The letter of introduction, along with the visiting card, was an important part of polite social interaction in the 18th and 19th centuries. It remains important in formal situations, such as an ambassador presenting his or her credentials (a letter of credence), and in certain business circles.

In general, a person would not interact socially with others unless they had been properly introduced, whether in person or by letter. A person of lower social status would request a patron of higher social status to write a letter of introduction to a third party, also of higher social status than the first person. It was important to observe the niceties of etiquette in requesting, writing and presenting such letters, in such matters as the quality of the paper used, and whether it would be delivered unsealed to allow the requesting party to read it. For example, it was best practice to deliver a letter of introduction to the intended recipient with a visiting card, to allow the recipient to reciprocate by calling upon the sender the next day.

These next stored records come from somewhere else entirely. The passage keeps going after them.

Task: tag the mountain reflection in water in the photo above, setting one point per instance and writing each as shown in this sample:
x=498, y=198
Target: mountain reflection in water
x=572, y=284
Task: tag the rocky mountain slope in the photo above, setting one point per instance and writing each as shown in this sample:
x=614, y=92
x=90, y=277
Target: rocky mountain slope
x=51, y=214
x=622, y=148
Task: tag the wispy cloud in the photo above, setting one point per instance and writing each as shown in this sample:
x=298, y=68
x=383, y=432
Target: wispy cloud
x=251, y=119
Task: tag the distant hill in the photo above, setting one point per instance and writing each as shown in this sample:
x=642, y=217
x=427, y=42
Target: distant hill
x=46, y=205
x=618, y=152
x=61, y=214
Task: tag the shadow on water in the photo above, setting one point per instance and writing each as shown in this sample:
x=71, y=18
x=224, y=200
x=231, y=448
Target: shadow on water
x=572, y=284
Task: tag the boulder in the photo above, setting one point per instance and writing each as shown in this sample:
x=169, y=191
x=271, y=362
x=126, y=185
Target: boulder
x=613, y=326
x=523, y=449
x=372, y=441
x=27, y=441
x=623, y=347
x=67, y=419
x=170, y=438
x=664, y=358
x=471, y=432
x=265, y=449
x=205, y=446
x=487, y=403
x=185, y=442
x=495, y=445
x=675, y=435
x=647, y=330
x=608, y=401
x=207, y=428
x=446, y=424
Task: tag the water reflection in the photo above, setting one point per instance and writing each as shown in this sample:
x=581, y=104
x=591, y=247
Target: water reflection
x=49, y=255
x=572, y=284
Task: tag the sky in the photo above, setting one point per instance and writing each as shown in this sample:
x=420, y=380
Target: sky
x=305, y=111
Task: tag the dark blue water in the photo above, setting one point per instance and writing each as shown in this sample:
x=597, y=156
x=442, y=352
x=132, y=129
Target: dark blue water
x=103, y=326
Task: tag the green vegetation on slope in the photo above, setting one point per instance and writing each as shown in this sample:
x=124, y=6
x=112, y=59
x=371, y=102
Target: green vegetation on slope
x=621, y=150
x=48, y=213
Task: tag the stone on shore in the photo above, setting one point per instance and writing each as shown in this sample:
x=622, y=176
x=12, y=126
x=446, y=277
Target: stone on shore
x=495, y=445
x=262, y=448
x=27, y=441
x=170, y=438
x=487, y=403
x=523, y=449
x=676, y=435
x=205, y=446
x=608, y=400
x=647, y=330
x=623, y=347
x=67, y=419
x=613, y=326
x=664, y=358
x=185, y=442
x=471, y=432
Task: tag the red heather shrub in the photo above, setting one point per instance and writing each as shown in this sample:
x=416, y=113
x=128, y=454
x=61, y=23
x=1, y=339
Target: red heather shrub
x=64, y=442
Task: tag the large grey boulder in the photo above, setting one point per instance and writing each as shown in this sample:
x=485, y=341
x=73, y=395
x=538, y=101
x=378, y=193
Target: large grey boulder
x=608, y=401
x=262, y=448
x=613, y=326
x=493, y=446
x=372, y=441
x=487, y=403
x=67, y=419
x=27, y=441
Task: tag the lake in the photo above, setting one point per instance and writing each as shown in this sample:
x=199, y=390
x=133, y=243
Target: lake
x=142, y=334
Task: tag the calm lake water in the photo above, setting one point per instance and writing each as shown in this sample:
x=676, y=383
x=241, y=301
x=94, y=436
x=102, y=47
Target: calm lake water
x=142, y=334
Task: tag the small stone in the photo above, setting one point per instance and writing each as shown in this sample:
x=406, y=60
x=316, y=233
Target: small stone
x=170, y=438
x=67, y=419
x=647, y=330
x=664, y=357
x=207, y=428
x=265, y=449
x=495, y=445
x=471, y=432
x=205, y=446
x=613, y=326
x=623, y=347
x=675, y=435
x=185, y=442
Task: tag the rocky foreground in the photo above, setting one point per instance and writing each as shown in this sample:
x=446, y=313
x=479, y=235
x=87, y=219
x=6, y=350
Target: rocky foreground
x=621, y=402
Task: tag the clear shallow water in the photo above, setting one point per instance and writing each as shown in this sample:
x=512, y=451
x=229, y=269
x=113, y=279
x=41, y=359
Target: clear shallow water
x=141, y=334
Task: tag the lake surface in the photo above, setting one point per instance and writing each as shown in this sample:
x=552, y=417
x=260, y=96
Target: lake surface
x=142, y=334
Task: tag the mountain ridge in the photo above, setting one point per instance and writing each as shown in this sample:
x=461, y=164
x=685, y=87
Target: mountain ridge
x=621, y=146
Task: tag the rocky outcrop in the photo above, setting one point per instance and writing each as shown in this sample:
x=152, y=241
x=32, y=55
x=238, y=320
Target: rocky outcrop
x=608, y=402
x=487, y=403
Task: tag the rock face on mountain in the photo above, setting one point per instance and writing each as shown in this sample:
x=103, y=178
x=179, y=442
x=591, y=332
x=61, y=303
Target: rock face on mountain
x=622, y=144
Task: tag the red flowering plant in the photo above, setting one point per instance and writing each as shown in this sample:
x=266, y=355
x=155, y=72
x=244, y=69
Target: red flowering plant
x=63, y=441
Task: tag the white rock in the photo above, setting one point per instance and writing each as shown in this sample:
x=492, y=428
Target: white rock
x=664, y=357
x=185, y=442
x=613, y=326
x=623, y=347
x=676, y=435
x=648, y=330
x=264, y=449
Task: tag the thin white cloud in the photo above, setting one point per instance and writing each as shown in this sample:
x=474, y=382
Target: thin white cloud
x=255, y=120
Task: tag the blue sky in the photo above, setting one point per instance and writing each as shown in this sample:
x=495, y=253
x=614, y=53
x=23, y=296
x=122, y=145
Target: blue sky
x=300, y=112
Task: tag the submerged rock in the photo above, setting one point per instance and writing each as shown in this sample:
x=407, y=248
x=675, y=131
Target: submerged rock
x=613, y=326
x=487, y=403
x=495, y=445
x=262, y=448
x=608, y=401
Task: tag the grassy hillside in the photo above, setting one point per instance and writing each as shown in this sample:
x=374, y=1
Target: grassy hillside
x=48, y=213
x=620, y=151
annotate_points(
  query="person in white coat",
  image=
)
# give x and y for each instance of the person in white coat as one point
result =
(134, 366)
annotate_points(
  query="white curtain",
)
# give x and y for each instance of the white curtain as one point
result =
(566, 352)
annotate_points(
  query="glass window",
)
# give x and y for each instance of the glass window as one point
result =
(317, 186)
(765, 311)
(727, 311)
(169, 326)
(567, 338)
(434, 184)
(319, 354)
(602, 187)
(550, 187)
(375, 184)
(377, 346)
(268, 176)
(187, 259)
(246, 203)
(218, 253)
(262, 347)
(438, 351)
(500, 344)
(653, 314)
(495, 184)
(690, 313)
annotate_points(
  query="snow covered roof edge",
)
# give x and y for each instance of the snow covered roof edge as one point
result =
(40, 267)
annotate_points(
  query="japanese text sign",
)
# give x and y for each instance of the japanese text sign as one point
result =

When Benjamin Franklin served as Ambassador to France (1776–1785) he was besieged by those traveling to America who desired letters of introduction, and he drafted the following letter:

The bearer of this, who is going to America, presses me to give him a letter of recommendation, though I know nothing of him, not even his name. This may seem extraordinary, but I assure you that it is not uncommon here. Sometimes, indeed, one unknown person brings another, equally unknown, to recommend him; and sometimes they recommend one another. As to this gentleman, I must refer you to himself for his character and merits, with which he is certainly better acquainted than I can possibly be. I recommend him, however, to those civilities which every stranger of whom one knows no harm has a right to; and I request you will do him all good offices.